Software Code Quality Of Apache Analyzed
fruey writes "Following Reasoning's February analysis of the Linux TCP/IP stack (putting it ahead of many commercial implementations for it's low error density), they recently pitted Apache 2.1 source code against commercial web server offerings, although they don't say which. Apparently, Apache is close, but no cigar..."
The difference is that now that someone has found 31 errors in the open source Apache software, they will be fixed fairly quickly whereas closed source software will have to have the company do a cost-benefit analysis, put together a team to do the fixes, probably charge to put out patches or minor upgrades (assuming the product is Microsoft's IIS ;b)...
Only two things are infinite, the universe, and human stupidity,
and I'm not sure about the former.
Umm, Apache 2.1 hasn't been released yet. Current latest stable is 2.0.46.
I can only assume that they're looking through the current DEVELOPMENT codebase -- finding a higher ``defect density'' in such a development codebase compared with commercial offerings is not exactly unexpected.
They're also some automated code inspection product; the press release doesn't go into details as to the severity of the defects found or the testing methodology.
It'll be necessary to read through the full report before drawing any sound conclusions.
Prette lame when we are talking server software where apache has the lead. (apache 63% vs IIS 25% netcraft.com)
/Esben
"Nobody really checks their email any more. They just delete their spam"
FYI
5100 != 58,944
58,944 is the number from the article.
Great Linux Site
NULL Pointer Dereference (Expression dereferences a NULL pointer) 29 instances
Uninitialized Variable (Variable is not initialized prior to use) 2 instances
They also list the files and code snippets where the errors were found.
In addition, the comparison is made against an industry average of commercial code they have tested this way, NOT against other webservers.
Money for nothing, pix for free
Some things I found interesting:
One of the explanations (given by Reasoning) for a NULL pointer dereference is "can occur in low memory conditions," which I think means the original allocator did not check for malloc failure.
So you can get a sense of what a defect looks like, here is #21. The orignal uses bold and fonts improve readability, but I don't know how to reproduce that in slashcode:
DEFECT CLASS: Null Pointer Dereference
DEFECT ID 21
LOCATION: httpd-2.1/srclib/apr/misc/unix/otherchild.c : 137
DESCRIPTION The local pointer variable cur, declared on line 126, and assigned on line 128, may
be NULL where it is dereferenced on line 137.
PRECONDITIONS The conditional expression (cur) on line 129 evaluates to false.
One of the explanations (given by Reasoning) for a NULL pointer dereference is "can occur in low memory conditions," which I think means the original allocator did not check for malloc failure.
appache got its own malloc() that kills the child (and closes connection) if it fails to allocate enough bytes.
Metric Report
They make you fill out a form that asks for your email and then do an opt out checkbox at the bottom of the form (you have to check it to NOT get spam from them).
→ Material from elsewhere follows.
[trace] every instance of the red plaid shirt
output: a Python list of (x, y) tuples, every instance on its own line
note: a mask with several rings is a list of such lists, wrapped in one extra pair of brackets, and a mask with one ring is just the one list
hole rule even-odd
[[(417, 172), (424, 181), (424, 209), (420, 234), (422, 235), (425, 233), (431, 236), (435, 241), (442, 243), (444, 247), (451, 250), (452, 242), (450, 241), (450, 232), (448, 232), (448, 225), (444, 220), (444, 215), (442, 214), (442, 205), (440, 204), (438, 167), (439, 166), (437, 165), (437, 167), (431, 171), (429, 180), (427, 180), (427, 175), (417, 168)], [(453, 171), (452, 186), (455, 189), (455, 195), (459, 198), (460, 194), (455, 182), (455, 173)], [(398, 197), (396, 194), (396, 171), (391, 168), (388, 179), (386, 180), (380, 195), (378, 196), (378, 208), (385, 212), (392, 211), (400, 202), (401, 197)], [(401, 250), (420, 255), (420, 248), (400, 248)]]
The site's a bit slashdotted right now though.
For instance, the first bug is
Each bug report is followed by the snippet of source code containing the defect.
The metric report simply reports the statistics. For instance, the most bug ridden file is otherchild.c. The most common bug class is "dereferencing a NULL pointer".
If the Apache developers simply want to fix the bugs, they can use the Defect Report. If they want conduct a brutal purge of their contributors, they can use the Metric report.
*Yes, Reasoning wants an email address. They will mail you a URL (a rather simple one at that) to access the reports.
Well, Yes and No. The problem is that there may be no logical way that the pointer may be NULL today. But tomorrow, a new coder will add something that modifies the preconditions and suddenly that pointer can indeed be NULL. Even where you are sure that a condition is impossible, it is usually a good idea to check for NULL in order to avoid future errors.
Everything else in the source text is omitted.